Kecerdasan Emosional


1.      Pengertian Kecerdasan Emosional
Emosional dengan kata dasar emosi diambil dari bahasa latin emovere, yang diterjemahkan sebagai bergerak, menyenangkan, mengendalikan, atau mengagitasi. Sedangkan emosional sendiri dimaknai sebagai sesuatu yang berkaitan  dengan aspek apapun dari emosi; mencirikan keadaan, proses, dan ekspresi yang mengandung kualitas emosi.[1]
Emosi didefinisikan sebagai berbagai perasaan yang kuat berupa perasaan benci, takut, marah, cinta, senang, dan juga kesedihan.[2] Kecerdasan emosional atau emotional intelligence merujuk kepada kemampuan mengenali perasaan kita sendiri dan perasaan orang lain. Kecerdasan emosional mencakup kemampuan-kemampuan yang berbeda, tetapi saling melengkapi dengan kecerdasan akademik.[3]

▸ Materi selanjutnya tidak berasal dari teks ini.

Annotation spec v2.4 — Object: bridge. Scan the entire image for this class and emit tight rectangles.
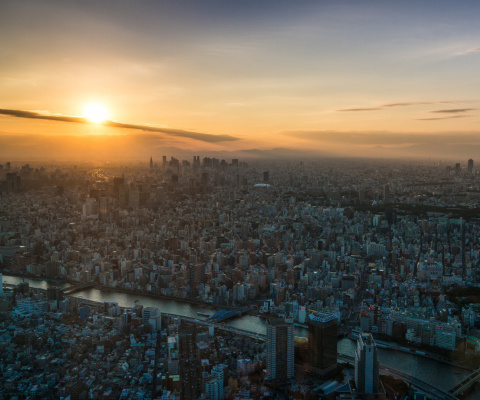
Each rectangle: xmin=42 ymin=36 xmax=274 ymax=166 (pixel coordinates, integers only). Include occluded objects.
xmin=337 ymin=353 xmax=458 ymax=400
xmin=208 ymin=307 xmax=250 ymax=322
xmin=61 ymin=283 xmax=95 ymax=295
xmin=450 ymin=368 xmax=480 ymax=397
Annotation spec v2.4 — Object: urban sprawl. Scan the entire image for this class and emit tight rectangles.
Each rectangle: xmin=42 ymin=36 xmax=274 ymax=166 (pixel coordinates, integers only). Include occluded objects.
xmin=0 ymin=156 xmax=480 ymax=400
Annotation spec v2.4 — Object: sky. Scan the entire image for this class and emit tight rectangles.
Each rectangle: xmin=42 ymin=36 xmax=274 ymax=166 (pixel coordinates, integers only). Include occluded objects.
xmin=0 ymin=0 xmax=480 ymax=159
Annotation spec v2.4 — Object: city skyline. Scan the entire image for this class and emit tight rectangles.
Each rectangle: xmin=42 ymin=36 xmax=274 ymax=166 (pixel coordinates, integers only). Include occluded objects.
xmin=0 ymin=1 xmax=480 ymax=160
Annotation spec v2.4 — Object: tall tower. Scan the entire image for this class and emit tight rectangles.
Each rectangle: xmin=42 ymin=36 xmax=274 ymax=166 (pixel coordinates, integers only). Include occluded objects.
xmin=178 ymin=325 xmax=201 ymax=400
xmin=467 ymin=159 xmax=473 ymax=174
xmin=307 ymin=312 xmax=338 ymax=376
xmin=355 ymin=333 xmax=380 ymax=395
xmin=267 ymin=318 xmax=295 ymax=383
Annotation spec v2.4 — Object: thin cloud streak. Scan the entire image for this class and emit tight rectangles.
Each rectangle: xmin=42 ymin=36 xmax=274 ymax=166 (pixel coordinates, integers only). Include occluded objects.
xmin=335 ymin=101 xmax=453 ymax=112
xmin=417 ymin=115 xmax=469 ymax=121
xmin=0 ymin=109 xmax=240 ymax=143
xmin=430 ymin=108 xmax=476 ymax=114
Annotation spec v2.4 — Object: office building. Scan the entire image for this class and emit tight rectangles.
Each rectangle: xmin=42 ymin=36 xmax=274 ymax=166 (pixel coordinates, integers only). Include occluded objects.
xmin=267 ymin=318 xmax=295 ymax=383
xmin=307 ymin=312 xmax=338 ymax=377
xmin=467 ymin=159 xmax=473 ymax=174
xmin=355 ymin=333 xmax=380 ymax=398
xmin=178 ymin=325 xmax=201 ymax=400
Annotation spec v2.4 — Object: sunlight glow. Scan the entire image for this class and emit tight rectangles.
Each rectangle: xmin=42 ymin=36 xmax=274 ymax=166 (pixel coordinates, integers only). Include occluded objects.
xmin=83 ymin=103 xmax=108 ymax=124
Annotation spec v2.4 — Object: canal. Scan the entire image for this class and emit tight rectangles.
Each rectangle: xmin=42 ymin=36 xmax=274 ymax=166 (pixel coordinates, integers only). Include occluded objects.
xmin=3 ymin=276 xmax=479 ymax=400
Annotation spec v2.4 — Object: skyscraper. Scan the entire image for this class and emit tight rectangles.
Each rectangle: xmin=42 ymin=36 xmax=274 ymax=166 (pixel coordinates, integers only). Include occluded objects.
xmin=355 ymin=333 xmax=380 ymax=397
xmin=178 ymin=325 xmax=200 ymax=400
xmin=307 ymin=312 xmax=338 ymax=376
xmin=467 ymin=159 xmax=473 ymax=174
xmin=267 ymin=318 xmax=295 ymax=383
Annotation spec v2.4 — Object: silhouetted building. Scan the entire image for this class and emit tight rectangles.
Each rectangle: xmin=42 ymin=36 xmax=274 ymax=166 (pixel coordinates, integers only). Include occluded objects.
xmin=267 ymin=318 xmax=295 ymax=383
xmin=355 ymin=333 xmax=380 ymax=397
xmin=467 ymin=159 xmax=473 ymax=174
xmin=263 ymin=171 xmax=270 ymax=182
xmin=455 ymin=163 xmax=462 ymax=175
xmin=307 ymin=312 xmax=338 ymax=376
xmin=178 ymin=325 xmax=201 ymax=400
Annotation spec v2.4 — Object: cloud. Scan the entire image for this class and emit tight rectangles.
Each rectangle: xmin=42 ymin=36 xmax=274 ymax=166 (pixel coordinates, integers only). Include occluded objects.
xmin=417 ymin=115 xmax=469 ymax=121
xmin=457 ymin=47 xmax=480 ymax=56
xmin=335 ymin=101 xmax=452 ymax=112
xmin=282 ymin=130 xmax=480 ymax=148
xmin=0 ymin=108 xmax=240 ymax=143
xmin=430 ymin=108 xmax=475 ymax=114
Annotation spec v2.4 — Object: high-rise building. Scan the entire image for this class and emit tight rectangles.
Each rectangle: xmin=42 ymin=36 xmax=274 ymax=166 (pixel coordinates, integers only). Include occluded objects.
xmin=267 ymin=318 xmax=295 ymax=383
xmin=307 ymin=312 xmax=338 ymax=376
xmin=355 ymin=333 xmax=380 ymax=397
xmin=178 ymin=325 xmax=201 ymax=400
xmin=142 ymin=307 xmax=162 ymax=332
xmin=383 ymin=184 xmax=391 ymax=204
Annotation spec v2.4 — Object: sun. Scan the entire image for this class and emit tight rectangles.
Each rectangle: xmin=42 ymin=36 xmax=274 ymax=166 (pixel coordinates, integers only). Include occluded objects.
xmin=83 ymin=103 xmax=108 ymax=124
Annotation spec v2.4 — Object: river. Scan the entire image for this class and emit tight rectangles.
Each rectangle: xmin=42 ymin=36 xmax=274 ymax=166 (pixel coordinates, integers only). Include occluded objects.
xmin=3 ymin=276 xmax=479 ymax=400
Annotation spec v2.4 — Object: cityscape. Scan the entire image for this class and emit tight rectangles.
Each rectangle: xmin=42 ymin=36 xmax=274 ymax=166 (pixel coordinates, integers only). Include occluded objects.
xmin=0 ymin=156 xmax=480 ymax=399
xmin=0 ymin=0 xmax=480 ymax=400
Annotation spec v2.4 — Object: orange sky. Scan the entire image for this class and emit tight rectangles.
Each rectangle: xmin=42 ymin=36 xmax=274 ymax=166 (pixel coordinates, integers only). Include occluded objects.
xmin=0 ymin=0 xmax=480 ymax=158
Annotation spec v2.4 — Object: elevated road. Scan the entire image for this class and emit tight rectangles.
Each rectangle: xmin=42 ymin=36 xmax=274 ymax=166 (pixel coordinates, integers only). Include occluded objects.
xmin=450 ymin=368 xmax=480 ymax=396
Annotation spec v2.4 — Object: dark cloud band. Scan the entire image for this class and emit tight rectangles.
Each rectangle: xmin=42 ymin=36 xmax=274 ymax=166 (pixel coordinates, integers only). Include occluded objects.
xmin=0 ymin=108 xmax=239 ymax=143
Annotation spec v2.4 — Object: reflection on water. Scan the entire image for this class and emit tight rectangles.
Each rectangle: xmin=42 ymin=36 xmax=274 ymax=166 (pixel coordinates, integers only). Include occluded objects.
xmin=3 ymin=276 xmax=476 ymax=392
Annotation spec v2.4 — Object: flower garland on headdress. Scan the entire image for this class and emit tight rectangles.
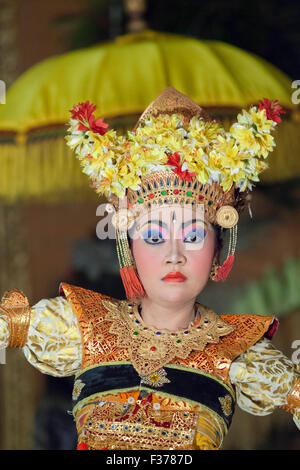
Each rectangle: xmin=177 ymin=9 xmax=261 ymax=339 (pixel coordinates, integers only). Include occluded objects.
xmin=66 ymin=98 xmax=285 ymax=197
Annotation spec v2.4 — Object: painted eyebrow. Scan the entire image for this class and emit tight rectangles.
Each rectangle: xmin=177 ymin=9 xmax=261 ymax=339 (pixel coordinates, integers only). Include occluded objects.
xmin=140 ymin=219 xmax=207 ymax=230
xmin=181 ymin=219 xmax=207 ymax=228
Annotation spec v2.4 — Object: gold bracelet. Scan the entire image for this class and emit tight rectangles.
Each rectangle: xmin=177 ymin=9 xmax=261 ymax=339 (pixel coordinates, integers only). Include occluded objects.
xmin=0 ymin=289 xmax=31 ymax=348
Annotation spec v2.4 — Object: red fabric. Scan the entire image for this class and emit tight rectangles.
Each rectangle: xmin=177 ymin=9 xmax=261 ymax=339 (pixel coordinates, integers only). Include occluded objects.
xmin=120 ymin=266 xmax=146 ymax=300
xmin=77 ymin=442 xmax=89 ymax=450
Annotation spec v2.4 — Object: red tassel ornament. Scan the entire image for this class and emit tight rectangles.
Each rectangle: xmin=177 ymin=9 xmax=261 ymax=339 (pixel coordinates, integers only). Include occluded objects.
xmin=77 ymin=442 xmax=89 ymax=450
xmin=213 ymin=255 xmax=234 ymax=281
xmin=120 ymin=265 xmax=146 ymax=300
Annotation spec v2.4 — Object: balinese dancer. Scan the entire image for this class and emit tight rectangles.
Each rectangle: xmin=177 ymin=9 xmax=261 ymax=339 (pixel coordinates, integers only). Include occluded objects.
xmin=0 ymin=88 xmax=300 ymax=450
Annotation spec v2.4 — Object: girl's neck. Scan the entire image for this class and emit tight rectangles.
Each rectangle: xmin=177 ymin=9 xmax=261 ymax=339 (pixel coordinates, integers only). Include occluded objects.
xmin=139 ymin=297 xmax=197 ymax=331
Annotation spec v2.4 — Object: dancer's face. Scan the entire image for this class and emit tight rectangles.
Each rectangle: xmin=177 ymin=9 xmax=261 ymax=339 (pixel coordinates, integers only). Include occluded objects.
xmin=132 ymin=205 xmax=215 ymax=302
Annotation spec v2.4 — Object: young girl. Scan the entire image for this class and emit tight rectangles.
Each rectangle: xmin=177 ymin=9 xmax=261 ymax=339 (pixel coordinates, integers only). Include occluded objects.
xmin=0 ymin=88 xmax=300 ymax=450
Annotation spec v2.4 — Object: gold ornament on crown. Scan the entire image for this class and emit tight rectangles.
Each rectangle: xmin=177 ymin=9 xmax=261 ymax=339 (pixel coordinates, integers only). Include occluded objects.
xmin=66 ymin=87 xmax=284 ymax=298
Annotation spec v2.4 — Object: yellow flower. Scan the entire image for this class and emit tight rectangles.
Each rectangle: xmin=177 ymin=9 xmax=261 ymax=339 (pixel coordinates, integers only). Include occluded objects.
xmin=230 ymin=124 xmax=259 ymax=154
xmin=250 ymin=107 xmax=274 ymax=132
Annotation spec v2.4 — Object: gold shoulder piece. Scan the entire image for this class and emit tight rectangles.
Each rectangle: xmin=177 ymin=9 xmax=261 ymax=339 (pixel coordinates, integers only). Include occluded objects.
xmin=218 ymin=315 xmax=274 ymax=361
xmin=103 ymin=301 xmax=236 ymax=377
xmin=0 ymin=289 xmax=31 ymax=348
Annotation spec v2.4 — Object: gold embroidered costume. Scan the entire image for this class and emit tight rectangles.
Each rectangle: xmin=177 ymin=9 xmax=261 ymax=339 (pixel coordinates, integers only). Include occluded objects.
xmin=0 ymin=284 xmax=300 ymax=450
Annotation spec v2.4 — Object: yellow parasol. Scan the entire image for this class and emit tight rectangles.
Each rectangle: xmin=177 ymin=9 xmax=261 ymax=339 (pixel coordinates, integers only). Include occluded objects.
xmin=0 ymin=31 xmax=300 ymax=202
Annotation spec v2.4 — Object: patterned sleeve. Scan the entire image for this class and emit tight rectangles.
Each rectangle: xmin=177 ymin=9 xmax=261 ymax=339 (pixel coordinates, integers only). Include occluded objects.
xmin=0 ymin=297 xmax=82 ymax=377
xmin=229 ymin=338 xmax=300 ymax=429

Emosi dan akal adalah dua bagian dari satu keseluruhan. Emotional Intelegence menggambarkan kecerdasan hati dan Intelectual Intelegence  menggambarkan kecerdasan akal/otak. Kecerdasan intelektual dan   kecerdasan emosional adalah  sumber-sumber daya sinergis tanpa yang satu yang lain menjadi tidak sempurna dan tidak efektif. Cerdas intelektual tanpa cerdas emosional, kita dapat meraih nilai A dalam ujian tetapi akan membuat tidak berhasil dalam kehidupan. Wilayah kecerdasan emosional adalah hubungan pribadi dan antar pribadi, kecerdasan emosional bertanggung jawab atas harga diri, kesadaran diri, kepekaan sosial, dan kemampuan adaptasi sosial pribadi.[4]
Kecerdasan emosional sangat dipengaruhi oleh lingkungan, tidak  bersifat menetap, dapat berubah-ubah setiap saat. Untuk itu peranan lingkungan terutama orang tua pada masa kanak-kanak sangat mempengaruhi dalam pembentukan kecerdasan emosional. Keterampilan EQ bukanlah lawan keterampilan IQ atau keterampilan kognitif, namun keduanya berinteraksi secara dinamis, baik pada tingkatan konseptual maupun di dunia nyata. Selain itu, EQ tidak begitu dipengaruhi oleh faktor keturunan.[5]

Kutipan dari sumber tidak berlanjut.